Facilitating sponsor requests: a relational database model for project and effort reporting.
Department research administrators (DA) coordinate communication between principal investigators requesting extramural funding and the funding agencies that provide it. When a sponsor decides to fund an investigator-initiated application, the principal investigator is asked to address issues such as (a) current and pending support for the investigators, (b) the institution's review and approval processes for sponsored research, and (c) the ability of the researchers identified in the application to complete the research program, given their other commitments. Sponsor requests are typically forwarded to the DA, who has the responsibility for compiling the information and obtaining institutional endorsement before submitting it to the sponsor.

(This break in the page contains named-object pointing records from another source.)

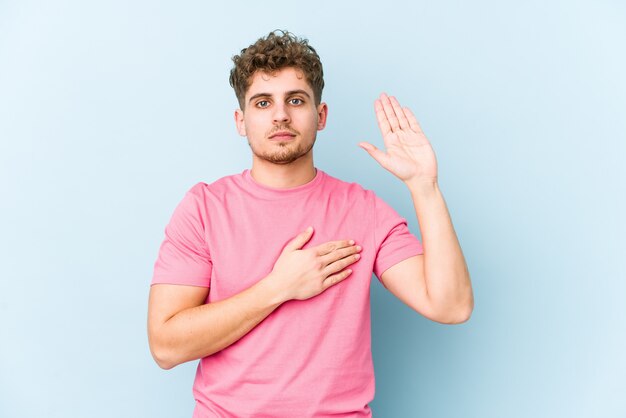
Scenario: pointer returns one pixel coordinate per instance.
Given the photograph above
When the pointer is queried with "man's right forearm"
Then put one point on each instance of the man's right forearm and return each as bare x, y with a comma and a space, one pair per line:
200, 331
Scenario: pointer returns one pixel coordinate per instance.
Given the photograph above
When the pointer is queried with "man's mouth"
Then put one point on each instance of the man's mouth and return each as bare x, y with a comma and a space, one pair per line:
282, 136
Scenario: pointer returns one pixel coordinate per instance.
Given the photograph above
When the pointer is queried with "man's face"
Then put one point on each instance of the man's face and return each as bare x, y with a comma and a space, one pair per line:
280, 118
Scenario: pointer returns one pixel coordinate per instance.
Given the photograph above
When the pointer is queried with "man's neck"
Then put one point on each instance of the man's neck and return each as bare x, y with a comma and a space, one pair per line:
283, 176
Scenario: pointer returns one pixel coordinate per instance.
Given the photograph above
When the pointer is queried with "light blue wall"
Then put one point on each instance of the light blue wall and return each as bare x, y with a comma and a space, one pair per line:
110, 111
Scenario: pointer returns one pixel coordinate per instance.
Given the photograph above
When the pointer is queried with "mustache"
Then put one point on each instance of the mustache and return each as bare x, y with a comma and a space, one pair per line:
283, 128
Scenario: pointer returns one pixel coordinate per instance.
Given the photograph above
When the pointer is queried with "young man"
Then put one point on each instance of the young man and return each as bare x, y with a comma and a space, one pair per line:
264, 276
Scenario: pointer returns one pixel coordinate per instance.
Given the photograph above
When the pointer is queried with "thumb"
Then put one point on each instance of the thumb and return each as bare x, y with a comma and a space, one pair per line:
376, 154
300, 239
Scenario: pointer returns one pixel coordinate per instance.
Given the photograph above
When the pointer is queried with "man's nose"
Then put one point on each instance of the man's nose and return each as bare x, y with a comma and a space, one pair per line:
281, 113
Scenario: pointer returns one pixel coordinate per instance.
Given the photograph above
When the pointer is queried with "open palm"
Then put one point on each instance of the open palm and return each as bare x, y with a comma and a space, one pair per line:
409, 155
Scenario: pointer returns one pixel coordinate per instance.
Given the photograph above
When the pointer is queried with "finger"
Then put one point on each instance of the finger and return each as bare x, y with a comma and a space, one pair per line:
381, 157
402, 120
300, 239
340, 264
415, 126
331, 246
339, 254
381, 117
391, 116
335, 278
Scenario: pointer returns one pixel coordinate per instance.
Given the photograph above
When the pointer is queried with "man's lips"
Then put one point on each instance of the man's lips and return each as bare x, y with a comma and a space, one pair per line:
282, 135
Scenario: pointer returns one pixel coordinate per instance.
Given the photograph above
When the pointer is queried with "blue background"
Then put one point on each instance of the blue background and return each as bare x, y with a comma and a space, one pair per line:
110, 111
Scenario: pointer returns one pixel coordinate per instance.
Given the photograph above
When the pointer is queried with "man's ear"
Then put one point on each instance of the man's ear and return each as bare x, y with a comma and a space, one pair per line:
241, 125
322, 114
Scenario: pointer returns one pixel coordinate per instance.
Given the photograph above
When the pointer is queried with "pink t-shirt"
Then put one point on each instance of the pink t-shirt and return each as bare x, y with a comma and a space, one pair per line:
308, 358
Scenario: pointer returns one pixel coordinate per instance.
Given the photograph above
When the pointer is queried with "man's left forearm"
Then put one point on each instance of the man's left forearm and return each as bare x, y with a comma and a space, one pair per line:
447, 277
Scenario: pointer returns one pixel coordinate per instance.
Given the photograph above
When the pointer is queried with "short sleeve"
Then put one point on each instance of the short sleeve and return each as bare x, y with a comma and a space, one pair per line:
393, 240
184, 255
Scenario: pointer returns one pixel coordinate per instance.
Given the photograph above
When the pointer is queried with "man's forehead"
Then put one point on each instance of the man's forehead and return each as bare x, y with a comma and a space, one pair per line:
285, 79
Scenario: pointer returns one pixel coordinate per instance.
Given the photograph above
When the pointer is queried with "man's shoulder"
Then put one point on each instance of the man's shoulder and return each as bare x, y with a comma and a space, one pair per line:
201, 188
350, 188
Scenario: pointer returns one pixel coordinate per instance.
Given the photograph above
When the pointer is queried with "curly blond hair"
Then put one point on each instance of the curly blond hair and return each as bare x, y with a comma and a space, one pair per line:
278, 50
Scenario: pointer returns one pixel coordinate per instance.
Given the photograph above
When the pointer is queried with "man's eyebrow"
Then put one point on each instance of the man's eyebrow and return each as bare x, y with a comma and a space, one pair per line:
289, 93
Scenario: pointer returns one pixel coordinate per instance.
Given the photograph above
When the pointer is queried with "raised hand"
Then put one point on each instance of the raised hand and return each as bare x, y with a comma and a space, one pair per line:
409, 155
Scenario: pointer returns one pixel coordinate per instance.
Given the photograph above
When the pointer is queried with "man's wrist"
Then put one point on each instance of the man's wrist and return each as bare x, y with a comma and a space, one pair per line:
276, 296
423, 188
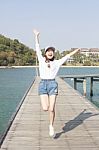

Sponsor requests can overwhelm even experienced DAs. To facilitate sponsor requests, data must often be compiled from multi-project research programs and individual research projects that are administered in outside departments. Institutional information systems often do not serve the needs of department-level administrators, and many can neither anticipate renewals or extensions of active projects, nor record changes in effort commitments by investigators. Due to the shared responsibility between institutions and departments for ensuring compliance, DAs may not have all of the information to address sponsor concerns. Landen and McCallister (2002) reinforce the DA's share in research compliance, thus reinforcing the need for a department-based database system. "Compliance, both financial and non-financial, is the growth industry in research administration, with the responsibility for compliance being integrated into the jobs of central and departmental administrators." (p. 18)
Baker and Wohlpart (1998) summarized information from a survey of college and university chief research officers conducted in July 1996 and concluded that "Overall, the most popular grant management systems are manual records and files and modified computer database systems, with over half of the responding institutions indicating these types of systems." (p. 38) They further concluded that of 30 survey respondents from public and private R1 research institutions (those that offer the full range of baccalaureate programs, award 50 or more doctoral degrees annually, and receive $40 million or more in federal support), "the most popular grant management system used by R1 institutions is a homegrown computer database, with 60 percent of the 30 respondents." As these homegrown systems have likely been designed for their respective central research offices, one could infer that the institutional reports provided to the DA would be inadequate for addressing sponsor requests.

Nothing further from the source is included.